With food contamination involving pesticide residues being a major concern to consumers, a special way of growing carambola in Taiwan makes them especially appealing to health conscious consumers, said veteran farmer Chen Chia-hsin, who in 2000 introduced net house cultivation to his orchard. Chen, who has more 20 years of experience in the business, won a Taiwanese national award for outstanding farming skills the same year.
Chen says that net house farming reduces pesticide usage by more than 50 percent. Carambolas are covered by paper bags in their early stage of growth and stay protected from insects and other pests until they are harvested. The controlled environment also allows the fruit to be harvested year-round, whereas in the past it could only grow in fall and winter.
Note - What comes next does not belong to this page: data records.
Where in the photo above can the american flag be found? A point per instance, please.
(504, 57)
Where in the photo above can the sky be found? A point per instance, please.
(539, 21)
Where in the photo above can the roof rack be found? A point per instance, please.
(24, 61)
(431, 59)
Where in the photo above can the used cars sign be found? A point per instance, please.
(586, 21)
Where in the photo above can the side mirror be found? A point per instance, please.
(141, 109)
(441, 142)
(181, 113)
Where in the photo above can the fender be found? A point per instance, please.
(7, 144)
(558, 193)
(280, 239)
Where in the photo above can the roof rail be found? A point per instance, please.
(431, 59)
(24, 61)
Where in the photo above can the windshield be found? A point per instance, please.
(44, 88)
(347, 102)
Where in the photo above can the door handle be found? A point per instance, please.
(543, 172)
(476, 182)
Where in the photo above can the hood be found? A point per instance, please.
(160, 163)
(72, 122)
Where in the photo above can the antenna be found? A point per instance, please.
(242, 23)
This passes the traceability and certification systems initiated by the Taiwanese Council of Agriculture that is instrumental in ensuring product quality and safety.
Taiwanese carambola exports have remained stable over the years, exceeding 2,500 tons. Hong Kong and mainland China make up the majority of Taiwan’s outgoing shipments, followed by North America. The European Union is also a potential market, but is mainly dominated by Malaysian carambolas that are used for plate decoration.
This article is an abridged version of “Taiwan’s struggling star fruit sector stages comeback” by Meg Chang, published in Taiwan Today.